More than a year after a Metro Times investigation revealed the widespread misconduct of Simon and the destruction of prosecutor files, families of men still imprisoned because of her tainted cases are growing increasingly frustrated with the lack of accountability and action.
Worthy has pledged that her office would investigate Simon cases, but despite public promises, protests, and mounting evidence of wrongdoing, Worthy has yet to meet with victims’ families or launch a transparent investigation into their loved ones’ convictions.

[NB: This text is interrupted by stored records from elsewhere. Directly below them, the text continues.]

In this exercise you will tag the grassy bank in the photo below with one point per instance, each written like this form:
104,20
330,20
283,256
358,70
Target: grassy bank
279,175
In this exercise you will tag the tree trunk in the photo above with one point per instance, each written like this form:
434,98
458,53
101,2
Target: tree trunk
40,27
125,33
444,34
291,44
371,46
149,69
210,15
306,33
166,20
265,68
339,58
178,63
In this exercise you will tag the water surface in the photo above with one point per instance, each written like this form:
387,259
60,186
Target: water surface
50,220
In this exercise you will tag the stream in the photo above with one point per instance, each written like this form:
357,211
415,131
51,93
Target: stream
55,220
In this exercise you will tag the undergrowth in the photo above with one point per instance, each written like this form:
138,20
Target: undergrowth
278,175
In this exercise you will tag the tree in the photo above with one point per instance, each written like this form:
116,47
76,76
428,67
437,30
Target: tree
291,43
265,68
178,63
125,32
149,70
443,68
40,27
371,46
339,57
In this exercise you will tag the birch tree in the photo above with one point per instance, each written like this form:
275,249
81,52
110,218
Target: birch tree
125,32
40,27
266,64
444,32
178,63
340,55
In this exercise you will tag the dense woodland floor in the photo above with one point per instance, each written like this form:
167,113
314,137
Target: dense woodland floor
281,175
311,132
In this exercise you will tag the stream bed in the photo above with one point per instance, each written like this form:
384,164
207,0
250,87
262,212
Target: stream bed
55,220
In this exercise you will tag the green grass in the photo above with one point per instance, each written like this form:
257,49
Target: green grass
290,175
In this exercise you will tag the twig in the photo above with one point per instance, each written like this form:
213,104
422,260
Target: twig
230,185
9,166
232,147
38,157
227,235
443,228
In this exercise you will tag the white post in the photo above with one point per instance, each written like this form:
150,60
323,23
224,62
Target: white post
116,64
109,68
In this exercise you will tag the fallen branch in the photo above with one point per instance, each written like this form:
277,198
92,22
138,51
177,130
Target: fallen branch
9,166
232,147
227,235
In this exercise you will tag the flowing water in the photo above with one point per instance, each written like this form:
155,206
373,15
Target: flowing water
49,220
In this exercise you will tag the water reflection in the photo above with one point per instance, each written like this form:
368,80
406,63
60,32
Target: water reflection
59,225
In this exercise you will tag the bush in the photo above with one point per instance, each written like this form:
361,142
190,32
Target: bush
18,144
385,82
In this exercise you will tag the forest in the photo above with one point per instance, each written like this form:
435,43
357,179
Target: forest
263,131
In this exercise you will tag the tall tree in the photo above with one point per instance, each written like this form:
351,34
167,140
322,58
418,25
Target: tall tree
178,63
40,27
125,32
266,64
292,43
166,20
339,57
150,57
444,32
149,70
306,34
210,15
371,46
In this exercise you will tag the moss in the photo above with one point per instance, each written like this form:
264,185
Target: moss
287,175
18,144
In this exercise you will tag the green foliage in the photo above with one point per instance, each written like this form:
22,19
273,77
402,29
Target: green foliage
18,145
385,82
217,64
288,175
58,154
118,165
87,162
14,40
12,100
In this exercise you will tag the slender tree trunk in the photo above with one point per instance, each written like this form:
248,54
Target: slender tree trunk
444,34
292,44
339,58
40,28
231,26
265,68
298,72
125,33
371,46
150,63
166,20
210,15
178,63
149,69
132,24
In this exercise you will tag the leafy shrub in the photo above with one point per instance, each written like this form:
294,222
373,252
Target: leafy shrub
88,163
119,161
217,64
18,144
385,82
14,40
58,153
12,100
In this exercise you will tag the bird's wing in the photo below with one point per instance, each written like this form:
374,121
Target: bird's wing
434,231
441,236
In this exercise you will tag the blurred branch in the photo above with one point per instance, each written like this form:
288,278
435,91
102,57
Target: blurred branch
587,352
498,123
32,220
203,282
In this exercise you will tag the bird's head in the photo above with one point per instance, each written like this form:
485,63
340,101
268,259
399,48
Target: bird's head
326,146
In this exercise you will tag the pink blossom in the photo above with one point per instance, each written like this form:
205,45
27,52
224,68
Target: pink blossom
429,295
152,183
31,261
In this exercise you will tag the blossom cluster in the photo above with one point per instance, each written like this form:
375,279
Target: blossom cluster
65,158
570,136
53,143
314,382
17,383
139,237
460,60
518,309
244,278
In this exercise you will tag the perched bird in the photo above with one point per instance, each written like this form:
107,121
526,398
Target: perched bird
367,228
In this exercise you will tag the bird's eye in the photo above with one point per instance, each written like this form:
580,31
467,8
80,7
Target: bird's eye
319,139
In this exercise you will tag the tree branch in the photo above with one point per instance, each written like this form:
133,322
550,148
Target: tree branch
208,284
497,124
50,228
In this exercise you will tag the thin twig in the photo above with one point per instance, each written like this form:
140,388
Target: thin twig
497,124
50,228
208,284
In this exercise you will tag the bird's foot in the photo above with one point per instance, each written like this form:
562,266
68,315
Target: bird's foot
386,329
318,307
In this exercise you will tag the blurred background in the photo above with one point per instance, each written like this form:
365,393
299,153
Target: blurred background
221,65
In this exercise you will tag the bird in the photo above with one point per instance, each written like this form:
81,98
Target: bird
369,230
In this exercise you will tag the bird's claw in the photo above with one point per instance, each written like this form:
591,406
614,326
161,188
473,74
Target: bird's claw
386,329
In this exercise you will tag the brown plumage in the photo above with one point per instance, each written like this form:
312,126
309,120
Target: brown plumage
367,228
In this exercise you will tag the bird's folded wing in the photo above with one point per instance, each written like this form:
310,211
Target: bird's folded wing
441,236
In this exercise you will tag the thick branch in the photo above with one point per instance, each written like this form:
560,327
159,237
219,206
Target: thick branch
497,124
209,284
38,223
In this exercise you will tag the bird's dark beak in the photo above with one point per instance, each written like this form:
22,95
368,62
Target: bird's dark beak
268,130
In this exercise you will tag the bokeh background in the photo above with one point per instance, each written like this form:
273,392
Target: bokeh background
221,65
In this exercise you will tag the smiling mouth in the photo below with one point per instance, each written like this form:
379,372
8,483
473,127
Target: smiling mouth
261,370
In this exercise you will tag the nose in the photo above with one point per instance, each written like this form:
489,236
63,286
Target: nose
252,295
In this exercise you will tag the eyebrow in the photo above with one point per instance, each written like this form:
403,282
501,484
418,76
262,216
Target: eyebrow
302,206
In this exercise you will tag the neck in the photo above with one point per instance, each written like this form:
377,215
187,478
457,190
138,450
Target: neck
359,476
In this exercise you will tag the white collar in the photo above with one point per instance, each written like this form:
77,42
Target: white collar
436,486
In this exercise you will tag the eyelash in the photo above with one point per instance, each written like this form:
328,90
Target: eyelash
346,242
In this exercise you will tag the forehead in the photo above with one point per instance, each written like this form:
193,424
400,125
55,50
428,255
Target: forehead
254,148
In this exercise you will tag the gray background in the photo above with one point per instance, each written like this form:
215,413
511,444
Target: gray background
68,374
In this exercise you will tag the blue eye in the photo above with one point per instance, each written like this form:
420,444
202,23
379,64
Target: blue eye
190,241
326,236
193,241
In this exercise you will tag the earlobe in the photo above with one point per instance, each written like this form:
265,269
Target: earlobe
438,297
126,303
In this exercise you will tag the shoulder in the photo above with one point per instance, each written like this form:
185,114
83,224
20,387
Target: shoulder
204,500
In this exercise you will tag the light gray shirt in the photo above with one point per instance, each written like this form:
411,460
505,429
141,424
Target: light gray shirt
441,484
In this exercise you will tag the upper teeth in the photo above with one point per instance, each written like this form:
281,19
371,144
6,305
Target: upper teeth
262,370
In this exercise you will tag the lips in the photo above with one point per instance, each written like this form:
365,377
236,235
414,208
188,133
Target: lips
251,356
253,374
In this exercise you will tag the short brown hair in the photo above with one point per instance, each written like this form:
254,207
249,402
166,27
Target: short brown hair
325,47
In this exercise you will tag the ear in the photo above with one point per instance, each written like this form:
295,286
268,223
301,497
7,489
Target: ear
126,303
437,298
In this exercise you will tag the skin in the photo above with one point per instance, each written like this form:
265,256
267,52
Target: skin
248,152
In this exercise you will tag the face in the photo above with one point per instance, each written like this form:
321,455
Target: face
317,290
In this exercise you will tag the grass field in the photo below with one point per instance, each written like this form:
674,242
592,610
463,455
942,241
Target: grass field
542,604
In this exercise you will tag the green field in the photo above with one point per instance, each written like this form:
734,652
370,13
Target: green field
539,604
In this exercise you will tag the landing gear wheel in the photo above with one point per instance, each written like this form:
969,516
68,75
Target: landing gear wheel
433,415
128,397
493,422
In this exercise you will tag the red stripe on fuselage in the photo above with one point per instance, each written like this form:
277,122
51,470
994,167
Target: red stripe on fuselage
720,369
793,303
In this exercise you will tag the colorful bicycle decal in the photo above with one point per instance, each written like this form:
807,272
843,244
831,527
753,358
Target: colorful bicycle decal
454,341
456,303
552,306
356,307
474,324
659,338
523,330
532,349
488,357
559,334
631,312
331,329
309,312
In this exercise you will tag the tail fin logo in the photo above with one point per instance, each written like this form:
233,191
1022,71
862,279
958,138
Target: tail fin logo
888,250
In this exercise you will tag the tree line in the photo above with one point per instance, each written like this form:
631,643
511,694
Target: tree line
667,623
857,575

“To this day, men whose convictions were tied to Simon remain incarcerated, unable to secure justice due to lost files, missing evidence, and institutional resistance,” the complaint states. “Simon’s history is not an anomaly — it is symptomatic of a department that rewarded abusive tactics while ignoring accountability.”
Whether the complaint gets any traction is another question. Under the Trump administration, the Justice Department has pledged to halt oversight of police misconduct cases.
“The DOJ under Biden found police were wantonly assaulting people and that it wasn’t a problem of ‘bad apples’ but of avoidable, department-wide failures,” Jenn Rolnick Borchetta, deputy project director on policing at the American Civil Liberties Union, said in a statement. “By turning its back on police abuse, Trump’s DOJ is putting communities at risk, and the ACLU is stepping in because people are not safe when police can ignore their civil rights.”